How many languages do you speak? I speak Spanish, English, Yiddish, some Hebrew, some French, and Hungarian (learned Hungarian because my husband is Hungarian). I primarily read though in Spanish and English.

Did you read to your own children when they were young?  I don’t remember reading to them but they all became good readers. They attended private Jewish schools in Venezuela and Los Angeles ─then Toronto for most of their formal schooling. They’ve done very well in life. My daughter completed a baccalaureate degree in English and master’s degree in education. One son studied engineering in Toronto, then went to Chicago to complete an MBA, then went to Japan to work. Before he went to work at the company, he attended an eight week immersion language program at an interntional studies school.  He continued taking classes in Japanese while working in Japan. Later he went to China and learned Chinese. He speaks Chinese and Japanese fluently.

What about his children ─your grandchildren?  His children have gone to school so far in Shanghai. They have to work hard to develop and keep up their English. They are speaking English, Chinese, Japanese─ and some Hebrew. Actually, my son has instilled the importance of reading to his children. When they were young, he would get up at 6 a.m. and read to them before they went to school and again before they went to sleep. My daughter also is reading all the time to her daughter. When she skips a page in the book, my grandchild remembers there is missing text and tells her, “No, there is more to the story.”

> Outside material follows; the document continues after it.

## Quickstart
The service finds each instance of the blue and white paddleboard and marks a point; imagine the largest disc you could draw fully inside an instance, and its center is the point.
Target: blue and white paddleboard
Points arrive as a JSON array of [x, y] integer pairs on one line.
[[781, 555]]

What do you think about technology and reading? Do you use e-readers in your home?  I have an e-reader but don’t use it. It doesn’t appeal to me. My daughter is using an e-reader. I recognize that people like gadgets and things ─ and some people want to have things quickly, have things at their fingertips. Technology is useful for that. But I like to have a book. Many times I will underline things that I think are important, that I want to remember to call to my attention.

Final thoughts about reading?  It sounds so simplistic to say that people should read. I’m thinking about my sister who was reading to my nephew a lot when he was young ─she used complicated, adult words with him. I sometimes made fun of her for using such complicated words with him. But now he is grown up and a successful playwright!  So I think the early reading and challenging him so much must have made a difference. I know that my siblings and I were very lucky growing up ─ we had higher quality schools than I see now and had such devoted teachers. I have always enjoyed learning and am always asking questions. I would rather ask questions and sound ignorant then remain ignorant because I am not asking.

This concluded my interview with Anna. I was struck while we talked by how hard Anna worked to find the right words in either Spanish or English to explain her experiences to me (in some cases she began with the Spanish word, then she translated for me into English). Clearly, excellent reading skills developed as a child helped pave the way for her impressive facility with languages. And her children ─and now their children ─demonstrate similar language facility.